Washington left Mount Vernon in November of 1753 with a small group of frontiersmen and traveled into the Ohio Valley. He traveled almost all the way to Lake Erie to find a French soldier willing to officially accept his message from the British king. After many weeks of travel he finally delivered his message: leave the Ohio Valley or face the wrath of Britain. Not surprisingly, the French rejected Britain's demand. His mission accomplished, Washington began the long journey home in the dead of winter. Troubled by brutal weather, Indian attacks and river ice, Washington barely made it back to home.
Upon his return, Washington published the news of his journey. This caused a stir among Virginians, who demanded the government do something about the French threat. In response, Dinwiddie appointed Washington to lead 150 troops back into the Ohio Valley. Now a colonel, Washington planned to occupy the area where the Allegheny and the Monongahela Rivers meet to form the Ohio River. This place, known as the Forks of the Ohio, controlled access to a large chunk of the Ohio Valley. En route to the Forks, Washington learned that the French had already built a fort there, which they called Fort Duquesne. It was manned by over a thousand French troops, against whom Washington's 150 men had no hope of victory.
Washington marched on, building Fort Necessity about fifty miles from the Forks of the Ohio. On May 28, he surprised a group of French soldiers at a place called Great Meadows. A battle broke out, and ten French soldiers were killed. The captured survivors insisted that they had been on a peaceful diplomatic mission, just like Washington had the previous year. News of his action spread to Fort Duquesne, and soon the French came to even the score. Washington retreated to Fort Necessity and prepared to fight. The French came, and after a long battle on July 7, Washington was forced to surrender. He and his soldiers were released by the French, but not until they had tricked Washington (who didn't speak French and could not read the document) into signing a "confession" that he had murdered French diplomats. The chain of events sparked by Washington's attack and defeat would eventually lead Britain and France to war in the French and Indian War, which was to be the bloodiest war of the entire eighteenth century.

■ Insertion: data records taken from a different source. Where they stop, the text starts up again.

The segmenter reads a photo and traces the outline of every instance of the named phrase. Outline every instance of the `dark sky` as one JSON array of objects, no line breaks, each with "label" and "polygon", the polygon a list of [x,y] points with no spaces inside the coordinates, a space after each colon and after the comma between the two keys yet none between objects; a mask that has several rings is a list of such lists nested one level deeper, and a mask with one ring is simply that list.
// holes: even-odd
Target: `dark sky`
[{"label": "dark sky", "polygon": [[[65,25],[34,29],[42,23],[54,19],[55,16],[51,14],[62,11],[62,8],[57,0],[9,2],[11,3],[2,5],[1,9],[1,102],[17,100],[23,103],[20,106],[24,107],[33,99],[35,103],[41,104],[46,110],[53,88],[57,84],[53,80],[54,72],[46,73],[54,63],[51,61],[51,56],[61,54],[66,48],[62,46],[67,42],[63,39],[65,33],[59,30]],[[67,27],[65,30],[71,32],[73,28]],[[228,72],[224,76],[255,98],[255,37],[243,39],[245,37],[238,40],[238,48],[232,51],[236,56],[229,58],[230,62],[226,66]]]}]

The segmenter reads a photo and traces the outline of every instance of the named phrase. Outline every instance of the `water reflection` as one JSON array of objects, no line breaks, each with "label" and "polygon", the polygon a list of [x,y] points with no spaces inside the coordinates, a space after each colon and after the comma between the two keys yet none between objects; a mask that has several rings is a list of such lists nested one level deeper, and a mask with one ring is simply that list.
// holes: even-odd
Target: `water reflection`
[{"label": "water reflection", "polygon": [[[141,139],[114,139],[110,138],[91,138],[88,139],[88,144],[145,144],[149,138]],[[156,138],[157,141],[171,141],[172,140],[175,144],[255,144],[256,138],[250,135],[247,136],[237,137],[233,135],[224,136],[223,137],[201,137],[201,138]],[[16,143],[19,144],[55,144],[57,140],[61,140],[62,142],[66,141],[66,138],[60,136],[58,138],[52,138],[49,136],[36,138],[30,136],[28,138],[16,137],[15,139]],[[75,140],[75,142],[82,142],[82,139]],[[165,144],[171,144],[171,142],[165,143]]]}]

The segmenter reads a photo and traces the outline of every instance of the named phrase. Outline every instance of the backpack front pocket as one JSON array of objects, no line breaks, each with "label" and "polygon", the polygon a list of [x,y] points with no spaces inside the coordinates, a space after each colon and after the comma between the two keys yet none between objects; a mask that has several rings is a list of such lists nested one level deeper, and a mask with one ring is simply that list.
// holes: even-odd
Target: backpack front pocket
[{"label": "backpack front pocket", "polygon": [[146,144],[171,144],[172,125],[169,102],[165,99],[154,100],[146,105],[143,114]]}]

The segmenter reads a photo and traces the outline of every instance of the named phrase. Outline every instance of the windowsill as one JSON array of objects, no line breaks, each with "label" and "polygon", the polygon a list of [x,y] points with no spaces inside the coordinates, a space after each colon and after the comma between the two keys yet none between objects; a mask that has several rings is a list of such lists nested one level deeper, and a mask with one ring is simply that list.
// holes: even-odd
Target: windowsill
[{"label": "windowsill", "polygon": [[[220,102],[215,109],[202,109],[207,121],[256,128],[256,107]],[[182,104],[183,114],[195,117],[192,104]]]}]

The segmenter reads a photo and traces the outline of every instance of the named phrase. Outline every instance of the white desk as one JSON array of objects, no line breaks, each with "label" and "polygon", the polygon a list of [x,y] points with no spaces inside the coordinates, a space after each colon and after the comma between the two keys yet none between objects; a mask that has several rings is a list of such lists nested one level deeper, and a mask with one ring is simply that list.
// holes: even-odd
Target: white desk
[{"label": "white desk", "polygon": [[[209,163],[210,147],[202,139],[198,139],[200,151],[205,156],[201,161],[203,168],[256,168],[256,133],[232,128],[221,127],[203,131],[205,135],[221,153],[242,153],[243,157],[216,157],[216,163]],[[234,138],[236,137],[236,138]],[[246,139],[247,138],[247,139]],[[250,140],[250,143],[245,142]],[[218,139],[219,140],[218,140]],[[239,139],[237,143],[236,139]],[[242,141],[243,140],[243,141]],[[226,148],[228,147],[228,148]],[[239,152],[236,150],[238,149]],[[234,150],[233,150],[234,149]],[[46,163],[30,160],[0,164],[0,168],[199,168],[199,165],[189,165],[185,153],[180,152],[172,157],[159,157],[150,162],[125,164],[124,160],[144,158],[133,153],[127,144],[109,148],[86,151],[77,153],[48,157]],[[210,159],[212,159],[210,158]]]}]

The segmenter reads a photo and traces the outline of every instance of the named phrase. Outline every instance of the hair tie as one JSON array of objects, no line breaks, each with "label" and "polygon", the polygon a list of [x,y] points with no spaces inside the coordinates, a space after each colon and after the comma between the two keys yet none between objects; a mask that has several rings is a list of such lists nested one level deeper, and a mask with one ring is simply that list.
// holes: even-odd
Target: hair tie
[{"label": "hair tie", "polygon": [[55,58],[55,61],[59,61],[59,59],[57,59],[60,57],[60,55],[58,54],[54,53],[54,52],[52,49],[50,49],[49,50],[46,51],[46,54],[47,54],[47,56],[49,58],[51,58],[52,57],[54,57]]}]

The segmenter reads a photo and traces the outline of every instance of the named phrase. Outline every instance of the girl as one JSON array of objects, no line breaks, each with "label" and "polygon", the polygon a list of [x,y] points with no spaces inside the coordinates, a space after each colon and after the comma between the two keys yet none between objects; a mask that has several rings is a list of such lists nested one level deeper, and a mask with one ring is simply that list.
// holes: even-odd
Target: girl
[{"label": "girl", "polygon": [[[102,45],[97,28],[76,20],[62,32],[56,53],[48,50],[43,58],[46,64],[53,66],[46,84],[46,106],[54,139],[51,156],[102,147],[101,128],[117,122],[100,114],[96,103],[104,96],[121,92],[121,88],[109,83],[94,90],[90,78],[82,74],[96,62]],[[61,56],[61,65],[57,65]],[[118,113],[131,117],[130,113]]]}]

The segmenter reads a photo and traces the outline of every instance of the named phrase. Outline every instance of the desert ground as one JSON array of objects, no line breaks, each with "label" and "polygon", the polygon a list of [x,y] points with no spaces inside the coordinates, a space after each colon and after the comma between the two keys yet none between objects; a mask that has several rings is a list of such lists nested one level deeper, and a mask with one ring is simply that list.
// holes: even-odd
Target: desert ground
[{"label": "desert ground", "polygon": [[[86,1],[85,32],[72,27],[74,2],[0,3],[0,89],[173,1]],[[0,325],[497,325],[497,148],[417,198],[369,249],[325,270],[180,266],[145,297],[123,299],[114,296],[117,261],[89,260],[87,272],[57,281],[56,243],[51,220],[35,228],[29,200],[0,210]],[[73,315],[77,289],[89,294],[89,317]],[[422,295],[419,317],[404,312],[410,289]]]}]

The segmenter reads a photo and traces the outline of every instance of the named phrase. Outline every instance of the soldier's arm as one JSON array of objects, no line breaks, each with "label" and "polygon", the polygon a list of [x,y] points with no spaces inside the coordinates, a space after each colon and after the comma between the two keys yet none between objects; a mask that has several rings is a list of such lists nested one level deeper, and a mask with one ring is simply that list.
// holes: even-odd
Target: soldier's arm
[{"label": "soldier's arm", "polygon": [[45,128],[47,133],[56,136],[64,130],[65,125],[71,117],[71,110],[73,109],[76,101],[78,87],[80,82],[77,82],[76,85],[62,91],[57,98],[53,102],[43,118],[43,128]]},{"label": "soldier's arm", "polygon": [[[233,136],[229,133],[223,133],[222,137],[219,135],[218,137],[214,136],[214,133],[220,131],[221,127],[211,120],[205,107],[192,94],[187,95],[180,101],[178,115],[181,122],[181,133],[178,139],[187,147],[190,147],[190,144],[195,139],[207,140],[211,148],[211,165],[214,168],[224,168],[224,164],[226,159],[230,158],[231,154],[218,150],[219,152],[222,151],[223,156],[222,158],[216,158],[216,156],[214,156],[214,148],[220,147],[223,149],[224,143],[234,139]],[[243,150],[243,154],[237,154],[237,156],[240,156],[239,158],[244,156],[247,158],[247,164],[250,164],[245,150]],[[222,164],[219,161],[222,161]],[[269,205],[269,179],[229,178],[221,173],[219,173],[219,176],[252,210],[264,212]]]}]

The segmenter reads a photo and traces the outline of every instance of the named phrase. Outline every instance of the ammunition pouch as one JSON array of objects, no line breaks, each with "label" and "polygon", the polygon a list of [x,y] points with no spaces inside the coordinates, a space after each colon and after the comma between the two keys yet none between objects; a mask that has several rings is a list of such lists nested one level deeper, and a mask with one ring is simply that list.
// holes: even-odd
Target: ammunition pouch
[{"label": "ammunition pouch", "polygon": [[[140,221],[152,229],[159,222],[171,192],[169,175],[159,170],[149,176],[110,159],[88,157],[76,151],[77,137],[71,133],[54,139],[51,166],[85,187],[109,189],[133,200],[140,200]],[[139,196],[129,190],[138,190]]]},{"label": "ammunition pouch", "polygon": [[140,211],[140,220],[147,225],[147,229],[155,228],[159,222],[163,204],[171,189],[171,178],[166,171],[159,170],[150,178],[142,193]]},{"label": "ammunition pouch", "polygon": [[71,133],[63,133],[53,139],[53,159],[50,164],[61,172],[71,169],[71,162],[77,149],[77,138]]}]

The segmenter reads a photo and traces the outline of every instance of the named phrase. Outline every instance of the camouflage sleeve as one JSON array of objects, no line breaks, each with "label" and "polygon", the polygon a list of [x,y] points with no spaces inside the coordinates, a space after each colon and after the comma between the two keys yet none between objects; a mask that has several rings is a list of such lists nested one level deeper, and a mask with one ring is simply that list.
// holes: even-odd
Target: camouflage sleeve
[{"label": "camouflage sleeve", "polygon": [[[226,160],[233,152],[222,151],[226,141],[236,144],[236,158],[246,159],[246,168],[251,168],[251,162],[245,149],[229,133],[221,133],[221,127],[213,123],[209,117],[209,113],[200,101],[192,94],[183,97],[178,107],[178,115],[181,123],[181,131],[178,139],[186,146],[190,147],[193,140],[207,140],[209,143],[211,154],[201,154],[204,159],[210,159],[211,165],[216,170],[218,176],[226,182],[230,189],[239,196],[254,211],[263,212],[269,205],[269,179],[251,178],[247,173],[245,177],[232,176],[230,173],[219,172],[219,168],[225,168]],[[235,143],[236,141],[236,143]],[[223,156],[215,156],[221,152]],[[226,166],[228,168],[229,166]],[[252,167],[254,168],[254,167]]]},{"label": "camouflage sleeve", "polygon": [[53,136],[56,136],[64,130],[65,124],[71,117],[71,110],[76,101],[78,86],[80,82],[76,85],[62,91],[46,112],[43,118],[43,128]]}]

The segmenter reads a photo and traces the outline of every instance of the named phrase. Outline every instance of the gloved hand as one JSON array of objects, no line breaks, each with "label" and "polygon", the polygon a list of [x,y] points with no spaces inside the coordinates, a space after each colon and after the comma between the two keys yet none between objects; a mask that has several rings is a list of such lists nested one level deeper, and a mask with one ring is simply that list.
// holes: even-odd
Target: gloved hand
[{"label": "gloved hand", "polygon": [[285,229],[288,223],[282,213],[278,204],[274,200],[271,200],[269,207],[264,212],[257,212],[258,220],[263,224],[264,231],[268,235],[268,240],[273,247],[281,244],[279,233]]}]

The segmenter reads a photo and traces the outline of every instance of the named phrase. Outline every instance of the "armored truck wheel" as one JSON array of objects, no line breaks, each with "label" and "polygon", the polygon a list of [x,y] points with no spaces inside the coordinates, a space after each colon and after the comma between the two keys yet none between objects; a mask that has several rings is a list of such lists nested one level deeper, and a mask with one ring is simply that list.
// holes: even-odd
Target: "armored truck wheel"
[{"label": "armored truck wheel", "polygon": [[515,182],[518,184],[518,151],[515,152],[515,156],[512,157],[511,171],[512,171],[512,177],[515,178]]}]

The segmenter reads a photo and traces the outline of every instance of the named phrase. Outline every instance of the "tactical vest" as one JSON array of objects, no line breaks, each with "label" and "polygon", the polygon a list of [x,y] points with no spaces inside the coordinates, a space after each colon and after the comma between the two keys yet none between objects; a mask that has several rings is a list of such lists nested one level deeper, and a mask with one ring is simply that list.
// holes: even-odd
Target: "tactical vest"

The British government responded by sending two regiments of the regular British Army, commanded by General Braddock, to dislodge the French from Fort Duquesne. Washington accompanied Braddock as an aide. Braddock's force numbered 2500 troops and should easily have defeated the French. Instead, Braddock's forces were surprised and defeated by the French on July 9, 1755. Braddock and most of his officers were killed in the attack while the army fled in terror. Washington led the retreat. Braddock's Defeat (as the battle came to be known) stunned and humiliated the British, but Washington's role in the battle won him fame and honor among Virginians.
Governor Dinwiddie rewarded Washington by re-appointing him commander of the Virginia militia. He was ordered to defend the frontier, which was over 350 miles long. He suffered from a lack of supplies, untrained soldiers, and constant surprise attacks from the Indians whose land was being taken by British settlers. In these frontier skirmishes Washington seldom won an outright victory, but he gained experience that would prove important in the Revolutionary War.